Anantram Swami [Ananthram Swami]a researcher from the US Army Laboratory took part in the creation of several recent works devoted to deception of AI. The army is interested in the issue of detecting and stopping fraudulent data in our world, where not all sources of information can be thoroughly checked. Swami points to a set of data obtained from public sensors located in universities and working in open source projects.

"We do not always monitor all data. It is quite easy for our enemy to deceive us, "says Swami. "In some cases, the consequences of such deception can be frivolous, in some, on the contrary."

He also says that the army is interested in autonomous robots, tanks and other means of transportation, so the purpose of such research is obvious. By studying these issues, the army can win a head start in developing systems that are not subject to attacks of this kind.

But any group using a neural network should have concerns about the potential for attacks with AI deception.

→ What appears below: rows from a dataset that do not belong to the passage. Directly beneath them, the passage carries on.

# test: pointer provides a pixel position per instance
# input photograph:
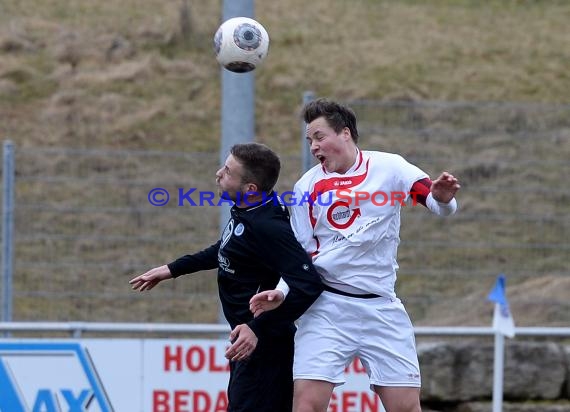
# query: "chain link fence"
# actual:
(85, 223)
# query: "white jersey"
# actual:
(350, 223)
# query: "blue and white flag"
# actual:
(503, 322)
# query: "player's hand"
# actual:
(150, 279)
(264, 301)
(444, 188)
(243, 344)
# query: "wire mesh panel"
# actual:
(86, 221)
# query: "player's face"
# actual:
(229, 179)
(335, 151)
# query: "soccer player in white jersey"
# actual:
(347, 217)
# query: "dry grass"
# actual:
(119, 74)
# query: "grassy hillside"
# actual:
(120, 74)
(126, 75)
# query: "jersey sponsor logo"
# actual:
(340, 216)
(227, 234)
(31, 379)
(239, 229)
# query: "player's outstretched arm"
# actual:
(265, 301)
(150, 279)
(444, 188)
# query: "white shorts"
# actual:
(338, 328)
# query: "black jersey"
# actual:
(257, 247)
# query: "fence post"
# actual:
(7, 228)
(307, 159)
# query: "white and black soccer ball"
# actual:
(241, 44)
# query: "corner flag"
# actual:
(502, 320)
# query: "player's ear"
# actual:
(251, 187)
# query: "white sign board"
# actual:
(131, 375)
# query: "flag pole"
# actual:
(498, 372)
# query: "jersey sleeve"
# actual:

Machine learning and AI are in an embryonic state, and at this time security blunders can have terrible consequences. Many companies trust highly sensitive information to AI systems that have not passed the test of time. Our neural networks are still too young for us to know about them all that is needed.

A similar oversight led to the fact that Microsoft's Twitter bot, Tay, quickly turned into a racist with a penchant for genocide. The flow of malicious data and the "repeat after me" function caused Tay to deviate from the intended path. Bot was deceived by substandard input, and this serves as a convenient example of poor implementation of machine learning.

Kanchelian says he does not believe that the possibilities of such attacks have been exhausted after the successful research of the team from Google.

The field of computer security, attackers are always ahead of us, "says Kanchelian. "It's pretty dangerous to say that we solved all the problems with tricking neural networks with their re-training."